HYAMS: Was also at the meeting with objectors living behind the development. ‘we made sure they knew what they were doing’….’they knew what they were doing’…(seeing this as) ‘the lesser of two evils’…..’I was inclined to go along with it, then I started thinking about the implications of that….’if we do accept this deal which is less than what we hoped for with our transition zones…..(and this area will be further developed and that policy states that) ‘applications have to respect their surroundings we might be setting a precedent for other neighbours’. Some of the other 33 objectors mightn’t feel greatly affected but ‘most would feel that they prefer 12 units to 14’. Said it was ‘unusual’ that objectors want something that is ‘less strict’ on the developer.
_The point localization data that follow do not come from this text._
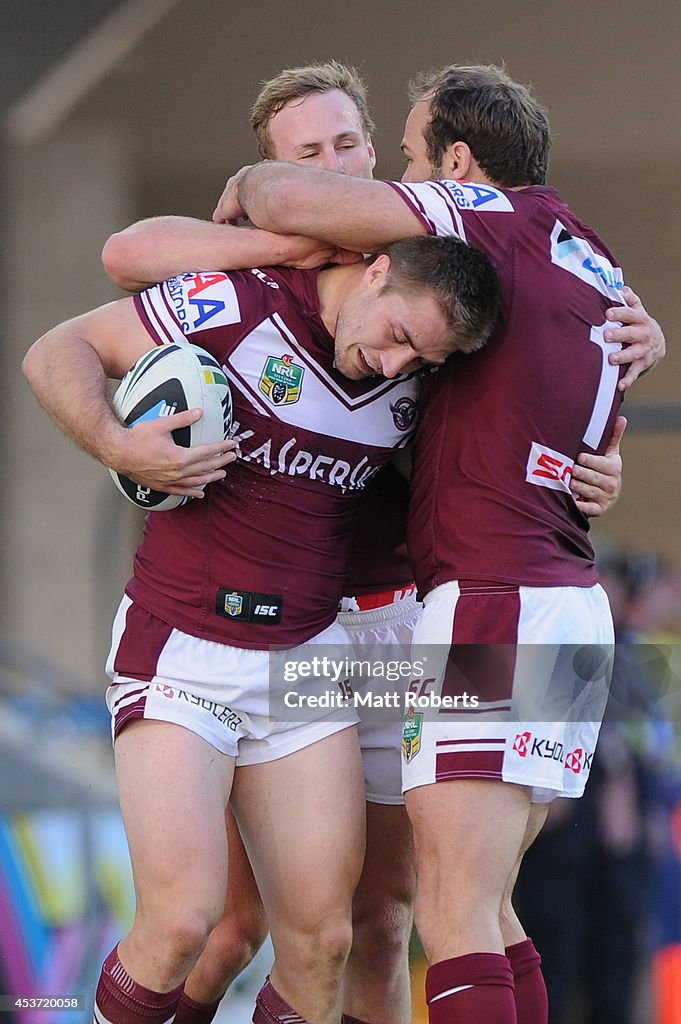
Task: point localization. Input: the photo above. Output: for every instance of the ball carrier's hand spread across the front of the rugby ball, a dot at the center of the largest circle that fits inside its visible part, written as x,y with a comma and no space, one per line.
148,454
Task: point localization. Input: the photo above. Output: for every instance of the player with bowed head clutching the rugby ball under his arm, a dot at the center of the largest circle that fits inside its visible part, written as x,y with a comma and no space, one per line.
192,696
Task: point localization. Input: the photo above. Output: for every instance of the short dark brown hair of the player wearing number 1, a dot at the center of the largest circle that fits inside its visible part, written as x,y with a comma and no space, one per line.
504,125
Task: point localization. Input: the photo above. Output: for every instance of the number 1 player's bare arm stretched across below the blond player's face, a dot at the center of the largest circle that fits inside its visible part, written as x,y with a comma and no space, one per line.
353,214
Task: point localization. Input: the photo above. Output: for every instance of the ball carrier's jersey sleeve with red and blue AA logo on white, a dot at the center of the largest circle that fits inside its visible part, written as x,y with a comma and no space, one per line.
191,308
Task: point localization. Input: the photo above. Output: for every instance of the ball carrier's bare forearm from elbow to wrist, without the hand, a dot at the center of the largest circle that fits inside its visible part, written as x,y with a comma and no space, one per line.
69,381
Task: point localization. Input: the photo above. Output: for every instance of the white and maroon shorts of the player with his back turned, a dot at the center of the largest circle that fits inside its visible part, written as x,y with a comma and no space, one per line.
520,682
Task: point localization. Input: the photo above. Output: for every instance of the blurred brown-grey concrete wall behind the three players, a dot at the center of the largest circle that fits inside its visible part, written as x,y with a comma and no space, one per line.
118,111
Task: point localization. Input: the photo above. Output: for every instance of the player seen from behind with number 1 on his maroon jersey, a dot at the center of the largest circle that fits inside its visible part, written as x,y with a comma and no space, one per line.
502,557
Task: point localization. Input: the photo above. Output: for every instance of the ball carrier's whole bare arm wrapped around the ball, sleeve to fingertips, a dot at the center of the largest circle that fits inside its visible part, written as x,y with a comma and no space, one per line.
68,370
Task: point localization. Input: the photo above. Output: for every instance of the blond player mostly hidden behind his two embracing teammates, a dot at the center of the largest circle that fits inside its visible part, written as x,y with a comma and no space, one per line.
303,116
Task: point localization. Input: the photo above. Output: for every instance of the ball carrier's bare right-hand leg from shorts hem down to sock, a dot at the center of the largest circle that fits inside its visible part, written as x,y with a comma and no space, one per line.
303,819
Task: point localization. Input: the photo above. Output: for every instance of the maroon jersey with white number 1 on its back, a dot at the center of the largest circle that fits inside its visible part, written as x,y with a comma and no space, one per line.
500,430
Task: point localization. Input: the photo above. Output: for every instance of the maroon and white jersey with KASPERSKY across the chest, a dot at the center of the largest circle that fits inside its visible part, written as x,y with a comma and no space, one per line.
262,560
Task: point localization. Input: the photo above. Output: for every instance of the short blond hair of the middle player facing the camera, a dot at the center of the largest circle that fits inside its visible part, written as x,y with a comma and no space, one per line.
293,83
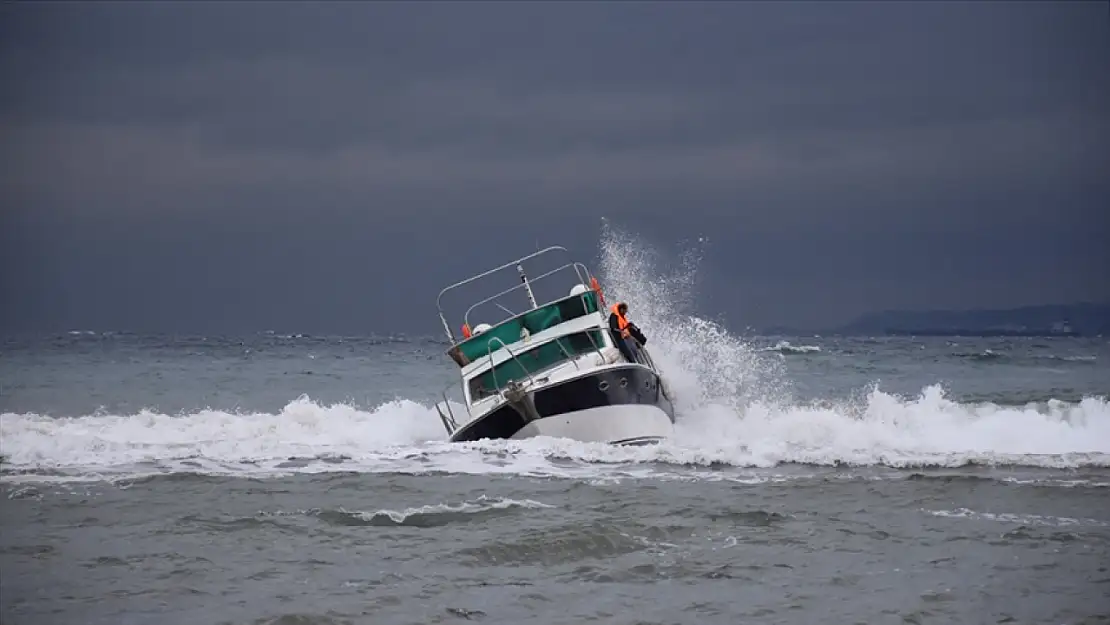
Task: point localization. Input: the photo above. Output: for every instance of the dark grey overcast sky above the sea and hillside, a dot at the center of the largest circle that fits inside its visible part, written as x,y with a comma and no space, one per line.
214,167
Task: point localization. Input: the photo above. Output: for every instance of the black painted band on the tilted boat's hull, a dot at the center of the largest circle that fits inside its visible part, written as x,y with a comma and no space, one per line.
625,386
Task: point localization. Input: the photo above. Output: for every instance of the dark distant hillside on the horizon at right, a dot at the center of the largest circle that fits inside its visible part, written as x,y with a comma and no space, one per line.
1082,320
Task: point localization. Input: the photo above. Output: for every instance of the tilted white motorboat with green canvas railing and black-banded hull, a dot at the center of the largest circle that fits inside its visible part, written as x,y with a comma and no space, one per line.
554,369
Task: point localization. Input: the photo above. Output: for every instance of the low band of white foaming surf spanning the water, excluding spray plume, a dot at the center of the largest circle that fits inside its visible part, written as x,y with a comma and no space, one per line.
407,438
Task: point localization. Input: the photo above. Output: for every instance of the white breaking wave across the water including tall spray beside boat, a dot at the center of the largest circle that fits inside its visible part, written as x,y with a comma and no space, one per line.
733,401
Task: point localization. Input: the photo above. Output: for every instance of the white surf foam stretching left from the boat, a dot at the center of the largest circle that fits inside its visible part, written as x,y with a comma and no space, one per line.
301,429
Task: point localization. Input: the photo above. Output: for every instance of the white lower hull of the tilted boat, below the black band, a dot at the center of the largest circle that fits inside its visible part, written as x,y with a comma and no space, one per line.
617,425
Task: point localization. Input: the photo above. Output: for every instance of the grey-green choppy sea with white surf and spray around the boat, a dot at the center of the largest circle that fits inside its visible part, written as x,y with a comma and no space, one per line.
282,478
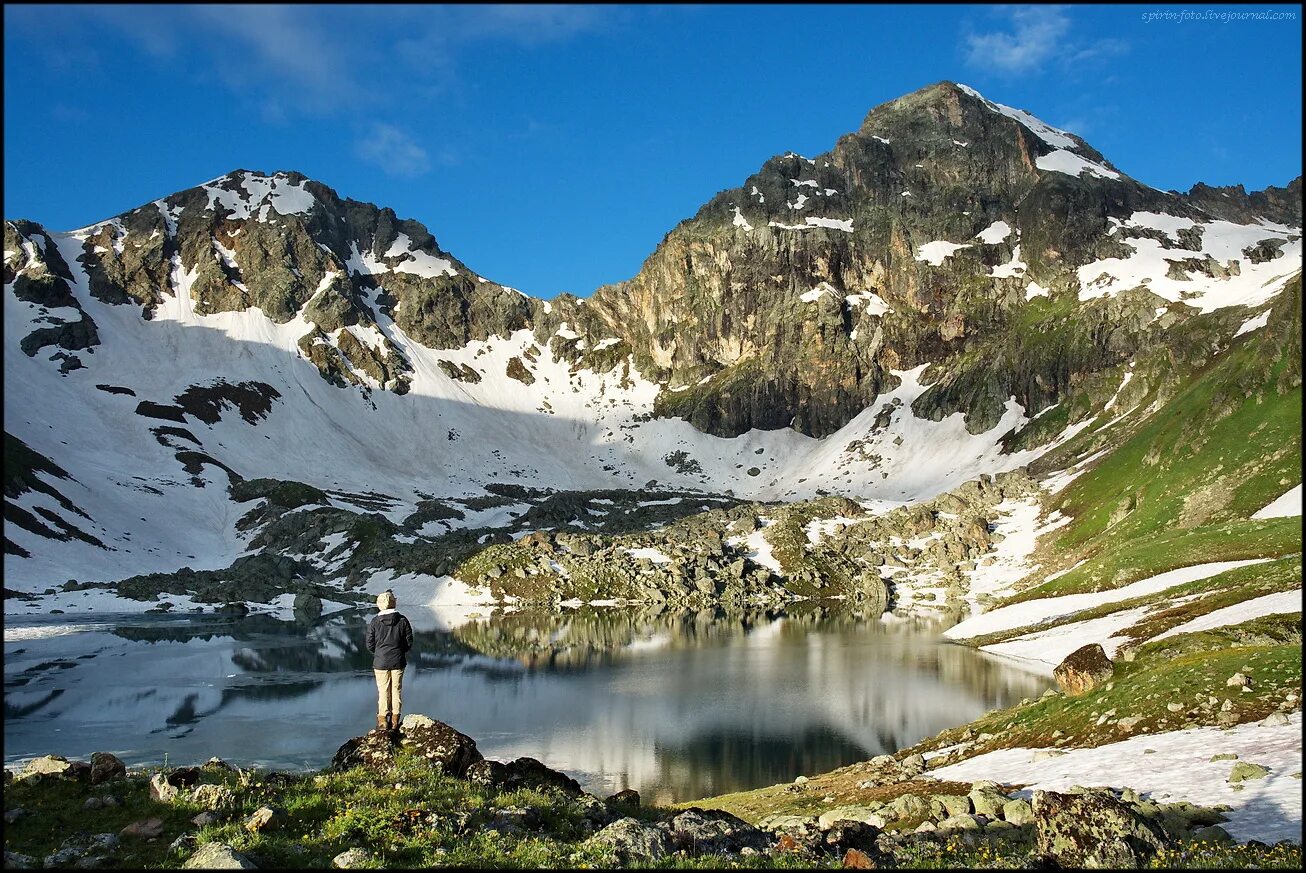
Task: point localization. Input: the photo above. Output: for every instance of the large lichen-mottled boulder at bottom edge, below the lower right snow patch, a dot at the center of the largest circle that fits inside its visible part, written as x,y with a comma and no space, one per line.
1094,831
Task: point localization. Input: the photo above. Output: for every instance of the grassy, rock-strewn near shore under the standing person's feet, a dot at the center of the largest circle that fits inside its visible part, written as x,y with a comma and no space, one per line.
450,802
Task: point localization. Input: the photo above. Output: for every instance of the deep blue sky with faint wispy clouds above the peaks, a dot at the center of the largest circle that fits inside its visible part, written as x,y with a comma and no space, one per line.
550,148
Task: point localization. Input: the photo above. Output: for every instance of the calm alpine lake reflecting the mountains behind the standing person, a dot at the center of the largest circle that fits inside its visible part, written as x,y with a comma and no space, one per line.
677,706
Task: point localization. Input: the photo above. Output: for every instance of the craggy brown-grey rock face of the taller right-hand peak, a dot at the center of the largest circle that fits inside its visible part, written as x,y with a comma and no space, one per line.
919,239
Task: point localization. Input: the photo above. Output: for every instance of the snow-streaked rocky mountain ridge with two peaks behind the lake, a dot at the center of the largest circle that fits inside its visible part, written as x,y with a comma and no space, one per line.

Referred to Penhalluriack’s point about representing contituents ‘when it comes to planning we are actually elected to apply planning law’ (as well as representing people and who are likely to have) ‘other developments built near them’….(Said that they’re still waiting for permission to exhibit the transition policy and therfore can’t be seen to be) ‘backing away from it’. Said that the ‘philosophy set out in that policy is actually council policy’.

COMMENT: top marks for gobbledygook must go to Hyams’ last cited comment.

TANG: In response to Magee’s points about timelines, Tang said that ‘council does offer opportunities to get together’ BEFORE via the ‘pre certification process’.(so that developers can amend the application before it goes any further and there’s a formal application)…..’The agreement does support 14 dwellings in an altered configuration’ but doesn’t ‘talk about….visitor parking….agreement may deal with a couple of the primary objections….it doesn’t deal with all of those….(He then went on to address ‘misconceptions’ in that ‘half of Glen Eira’s policies’ (ie Housing diversity versus minimal sites) and that the transitions policy tries to add some ‘prescription, tries to give certainty and further guidance’. (The policy therefore needs to apply here and a lot of work has been done to ensure that the site is appropriate to the neighbourhood)…..’there is a mediation process at vcat’ (which will avoid costs and could be ‘cut off at the pass’ at this mediation ‘point’).

MOTION CARRIED WITH ONLY PENHALLURIACK VOTING AGAINST.